In a new study entitled “Better survival of renal cell carcinoma in patients with inflammatory bowel disease”, researchers investigated whether the commonly used immunosuppressive and anti-TNFα therapies in inflammatory bowel disease (IBD) affect a patients’ risk to develop cancer, especially renal cell carcinoma (RCC). The study was published in the journal Oncotarget.
IBD comprises a group of diseases characterized by chronic inflammation of the gastrointestinal tract, with Crohn’s disease (CD) and Ulcerative Colitis (UC) as the two main types of IBD. Treatment of IBD may include the use of immunosuppressive medication (drugs that suppress the immune system), although this type of medication, together with the intrinsic inflammatory status of IBD, has led IBD patients more susceptible to other intestinal and non-intestinal malignancies. Particularly, due to IBD patients’ need for a long-term use of immunosuppressants, the risk for cancer such as RCC is a concern growing among the IBD research field. However, current data regarding the risk for IBD patients to develop RCC is lacking.
The research team investigated the risk factors for RCC development, and compared IBD patients and the general population for RCC characteristics, outcome and survival. To this end, the team identified from an IBD patients cohort in the Netherlands, 180 IBD patients with RCC.
The team identified that pancolitis (a very severe form of ulcerative colitis that involves the entire large intestine), penetrating Crohn’s disease, IBD related surgery, male patients and older age are independent risk factors for RCC development. They discovered that IBD patients are usually younger at the time of diagnosis and exhibit a lower RCC stage, when compared to an RCC cohort from the general population. These results lead IBD patients to have better disease free and overall survival.

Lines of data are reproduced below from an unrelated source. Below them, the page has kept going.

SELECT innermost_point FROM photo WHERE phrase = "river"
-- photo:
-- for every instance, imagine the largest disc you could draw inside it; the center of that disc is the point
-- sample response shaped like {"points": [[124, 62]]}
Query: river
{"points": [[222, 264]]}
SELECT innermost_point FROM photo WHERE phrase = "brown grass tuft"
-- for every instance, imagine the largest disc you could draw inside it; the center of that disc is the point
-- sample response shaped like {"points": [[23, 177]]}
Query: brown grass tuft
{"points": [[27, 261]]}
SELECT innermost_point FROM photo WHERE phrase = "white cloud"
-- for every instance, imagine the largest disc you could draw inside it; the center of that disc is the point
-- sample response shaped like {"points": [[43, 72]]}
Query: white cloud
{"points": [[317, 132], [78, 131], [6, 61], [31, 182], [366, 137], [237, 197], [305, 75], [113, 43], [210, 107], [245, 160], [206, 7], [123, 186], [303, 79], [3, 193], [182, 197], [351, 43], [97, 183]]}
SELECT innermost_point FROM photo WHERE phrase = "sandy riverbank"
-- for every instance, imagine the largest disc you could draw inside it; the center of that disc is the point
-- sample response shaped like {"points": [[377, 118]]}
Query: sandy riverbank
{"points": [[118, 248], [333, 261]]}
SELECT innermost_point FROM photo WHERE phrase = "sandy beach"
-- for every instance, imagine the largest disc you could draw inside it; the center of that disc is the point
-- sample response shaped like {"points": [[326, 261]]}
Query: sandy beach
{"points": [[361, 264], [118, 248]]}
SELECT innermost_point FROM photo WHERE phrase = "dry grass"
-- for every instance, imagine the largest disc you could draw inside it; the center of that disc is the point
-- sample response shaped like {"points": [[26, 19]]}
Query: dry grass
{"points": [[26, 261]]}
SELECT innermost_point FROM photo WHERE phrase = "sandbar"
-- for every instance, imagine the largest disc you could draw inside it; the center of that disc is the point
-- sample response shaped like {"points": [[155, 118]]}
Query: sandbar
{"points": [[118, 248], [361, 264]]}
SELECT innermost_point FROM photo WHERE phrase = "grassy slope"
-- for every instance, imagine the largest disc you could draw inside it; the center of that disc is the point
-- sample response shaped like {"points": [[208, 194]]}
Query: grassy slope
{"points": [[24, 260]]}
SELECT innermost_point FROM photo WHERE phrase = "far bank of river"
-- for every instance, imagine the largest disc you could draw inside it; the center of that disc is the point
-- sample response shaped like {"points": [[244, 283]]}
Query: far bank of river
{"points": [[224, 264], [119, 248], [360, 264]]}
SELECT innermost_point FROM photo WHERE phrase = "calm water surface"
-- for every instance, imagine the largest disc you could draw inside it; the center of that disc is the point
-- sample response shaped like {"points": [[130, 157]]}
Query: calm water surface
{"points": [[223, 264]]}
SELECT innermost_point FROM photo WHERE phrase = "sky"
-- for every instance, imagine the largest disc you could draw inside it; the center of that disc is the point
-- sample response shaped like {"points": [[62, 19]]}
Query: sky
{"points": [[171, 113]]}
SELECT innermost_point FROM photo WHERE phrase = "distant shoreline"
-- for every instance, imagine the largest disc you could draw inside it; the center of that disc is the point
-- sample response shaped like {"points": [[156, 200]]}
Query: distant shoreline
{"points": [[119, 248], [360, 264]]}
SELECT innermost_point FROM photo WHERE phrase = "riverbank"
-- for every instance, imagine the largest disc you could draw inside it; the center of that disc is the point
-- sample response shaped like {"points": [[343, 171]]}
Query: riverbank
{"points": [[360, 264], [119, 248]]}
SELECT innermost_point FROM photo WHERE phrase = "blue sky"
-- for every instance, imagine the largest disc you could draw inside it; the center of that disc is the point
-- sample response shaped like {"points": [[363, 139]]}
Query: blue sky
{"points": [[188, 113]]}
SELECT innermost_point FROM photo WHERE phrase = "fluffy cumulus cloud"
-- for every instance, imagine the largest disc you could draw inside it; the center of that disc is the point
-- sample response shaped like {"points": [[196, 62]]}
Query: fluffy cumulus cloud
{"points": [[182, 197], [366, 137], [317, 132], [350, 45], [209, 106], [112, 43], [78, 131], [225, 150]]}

Notably, it was found that immunosuppressive therapy (as well as anti-TNFα treatment, since TNFα has been shown to play a critical role in the pathogenesis of IBD) do not carry a negative impact in both parameters (disease free and overall survival) in IBD patients diagnosed with RCC.
Hence, the team highlights that their findings suggest that IBD patients with a complex phenotype have a greater risk to develop RCC, but since IBD patients are diagnosed at younger ages and in earlier disease stages they exhibit a better survival outcome (which is therefore independent of their use of immunosuppressive or anti-TNFα therapy).